Mas talvez o maior deles tenha sido enfrentar o greening, praga surgida em 2004 e que hoje infecta a citricultura no mundo inteiro com a bactéria Candidatus Liberibacter americanos, que abate enormemente a planta e sua produtividade. Para combater o greening a empresa teve de abrir mão recentemente de seu status de orgânica, adaptouse ao combate químico de baixo impacto e se alinhou com a sua indústria compradora. Hoje os óleos essenciais estão na categoria LP (low pesticide) de baixa presença química devido a um manejo de combate à praga feitos no pós-colheita. “Foi um dos maiores desafios da nossa geração. Tive que fazer dezenas e dezenas de palestras e encontros para situar o mercado como um todo do drama que estávamos vivendo. Foi um momento muito difícil para a empresa e para todos os produtores de cítricos”, afirma Andy.
Nos últimos anos as inovações têm passado pelo consorciamento de culturas nos pomares: “O cultivo de citronela em meio aos cítricos tem sido muito interessante em termos de produtividade e até mesmo para afastar os insetos que podem ser os vetores de transmissão da praga. É tudo muito recente e temos, dia a dia, nos dedicado a criar métodos e produtos melhores”, explica.
A meta de colheita de 1000 caixas de frutas por hectare plantado foi muito afetada nos anos recentes, ao passo que os mercados mundiais cresceram em sua demanda. Lembrando que 1 tonelada de fruta produz de 3 a 6 quilos de óleo essencial apenas. Para não perder as oportunidades de
um mercado em ascensão, a Dierberger envolveu produtores vizinhos, que se tornaram seus fornecedores, e criou no Rio Grande do Sul uma nova unidade de processamento e extração na região de Montenegro, grande produtora de mandarina.

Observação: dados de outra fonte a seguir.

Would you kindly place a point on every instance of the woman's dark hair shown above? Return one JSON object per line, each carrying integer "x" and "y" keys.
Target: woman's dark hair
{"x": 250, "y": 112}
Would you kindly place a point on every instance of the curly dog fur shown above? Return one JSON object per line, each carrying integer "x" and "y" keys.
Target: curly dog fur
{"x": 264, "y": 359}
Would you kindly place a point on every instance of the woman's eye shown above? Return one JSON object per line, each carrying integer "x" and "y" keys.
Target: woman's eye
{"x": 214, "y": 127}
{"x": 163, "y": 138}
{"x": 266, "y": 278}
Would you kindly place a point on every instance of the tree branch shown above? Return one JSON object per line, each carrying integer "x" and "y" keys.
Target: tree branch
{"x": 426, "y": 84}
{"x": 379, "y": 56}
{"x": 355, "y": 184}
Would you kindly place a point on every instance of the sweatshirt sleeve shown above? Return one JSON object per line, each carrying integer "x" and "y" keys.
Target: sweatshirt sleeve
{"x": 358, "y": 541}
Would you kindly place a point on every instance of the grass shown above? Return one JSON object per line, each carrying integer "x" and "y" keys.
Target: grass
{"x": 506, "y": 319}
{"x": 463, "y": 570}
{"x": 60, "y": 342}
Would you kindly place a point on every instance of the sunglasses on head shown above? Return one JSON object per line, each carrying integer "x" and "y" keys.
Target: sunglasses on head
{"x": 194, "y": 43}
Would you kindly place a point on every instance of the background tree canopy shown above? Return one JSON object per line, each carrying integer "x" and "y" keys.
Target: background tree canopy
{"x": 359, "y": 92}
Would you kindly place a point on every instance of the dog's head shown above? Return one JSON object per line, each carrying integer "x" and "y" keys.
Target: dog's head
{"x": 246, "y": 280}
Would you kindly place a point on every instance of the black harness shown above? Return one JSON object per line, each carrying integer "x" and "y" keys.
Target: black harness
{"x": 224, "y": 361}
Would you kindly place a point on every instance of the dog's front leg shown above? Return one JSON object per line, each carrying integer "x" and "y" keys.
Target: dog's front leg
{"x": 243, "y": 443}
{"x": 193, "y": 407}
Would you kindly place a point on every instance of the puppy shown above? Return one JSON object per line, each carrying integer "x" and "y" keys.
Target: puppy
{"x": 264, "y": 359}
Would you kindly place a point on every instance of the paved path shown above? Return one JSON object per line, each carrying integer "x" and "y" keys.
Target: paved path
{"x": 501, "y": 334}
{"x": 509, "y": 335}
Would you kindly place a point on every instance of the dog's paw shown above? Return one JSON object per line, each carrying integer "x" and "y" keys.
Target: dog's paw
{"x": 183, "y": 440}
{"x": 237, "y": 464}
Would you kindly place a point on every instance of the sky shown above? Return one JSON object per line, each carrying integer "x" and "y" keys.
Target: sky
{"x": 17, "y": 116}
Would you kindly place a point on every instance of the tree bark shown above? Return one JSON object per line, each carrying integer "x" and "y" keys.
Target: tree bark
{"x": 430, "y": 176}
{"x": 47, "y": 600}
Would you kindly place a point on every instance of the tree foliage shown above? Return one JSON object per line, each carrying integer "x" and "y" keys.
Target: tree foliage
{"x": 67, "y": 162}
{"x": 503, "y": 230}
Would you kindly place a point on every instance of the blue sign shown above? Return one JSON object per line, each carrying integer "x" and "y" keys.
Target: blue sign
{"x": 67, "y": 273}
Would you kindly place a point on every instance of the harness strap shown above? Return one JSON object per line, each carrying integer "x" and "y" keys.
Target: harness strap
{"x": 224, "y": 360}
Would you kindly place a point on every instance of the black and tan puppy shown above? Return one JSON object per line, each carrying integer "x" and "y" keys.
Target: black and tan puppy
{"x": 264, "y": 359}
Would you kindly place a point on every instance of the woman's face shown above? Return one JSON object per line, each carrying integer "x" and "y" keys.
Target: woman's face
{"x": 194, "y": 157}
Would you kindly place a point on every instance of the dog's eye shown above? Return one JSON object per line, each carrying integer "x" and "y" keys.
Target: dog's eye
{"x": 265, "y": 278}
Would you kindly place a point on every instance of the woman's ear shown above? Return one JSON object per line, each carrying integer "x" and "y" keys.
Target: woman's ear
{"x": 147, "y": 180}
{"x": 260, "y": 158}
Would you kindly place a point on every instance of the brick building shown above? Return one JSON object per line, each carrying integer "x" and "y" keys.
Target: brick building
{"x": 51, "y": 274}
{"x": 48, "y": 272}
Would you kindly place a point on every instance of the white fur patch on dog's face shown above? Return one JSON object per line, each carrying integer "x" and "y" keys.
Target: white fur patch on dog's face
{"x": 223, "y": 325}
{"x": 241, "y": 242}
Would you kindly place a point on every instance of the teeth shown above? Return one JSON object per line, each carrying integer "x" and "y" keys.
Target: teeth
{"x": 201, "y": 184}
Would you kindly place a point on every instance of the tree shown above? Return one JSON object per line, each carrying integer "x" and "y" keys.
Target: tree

Ainda no conceito de agregação de valor, foi desenvolvido o aproveitamento da casca após a extração do óleo nela contido para frutas cristalizadas que integram panetones, sorvetes e produtos de panificação em geral. Em 2006 foi também criada a Dierberger Fragrâncias, empresa especializada em formulações para produtos de perfumaria que abrangem desde a perfumaria funcional até perfumaria final, incorporando, entre outras matérias-primas, os óleos essenciais produzidos pela agroindústria do grupo. O grupo tem hoje cinco empresas e produz mais de 150 toneladas/ ano de óleos essenciais. Todos esses dilemas, desafios e superações Andy revela
em meio às suas plantações, na fazenda de Barra Bonita, um misto de mata nativa (40% de sua área) e pomares plantados e replantados incessantemente. Andy mora na fazenda, rodeado por suas centenas de milhares de árvores, numa casa antiga que ele, como era de se esperar, restaurou completamente. “As coisas de valor, a história e a beleza devem ser continuadamente restauradas para que se renovem no tempo, eu me sinto com esta obrigação na minha vida”, conclui, olhando para a paisagem de curvas de nível que abrigam os pomares Dierberger. O perfume intenso da florada de setembro e o verde que se multiplica a perder de vista deixa agora não apenas ele, mas toda a equipe sem palavras.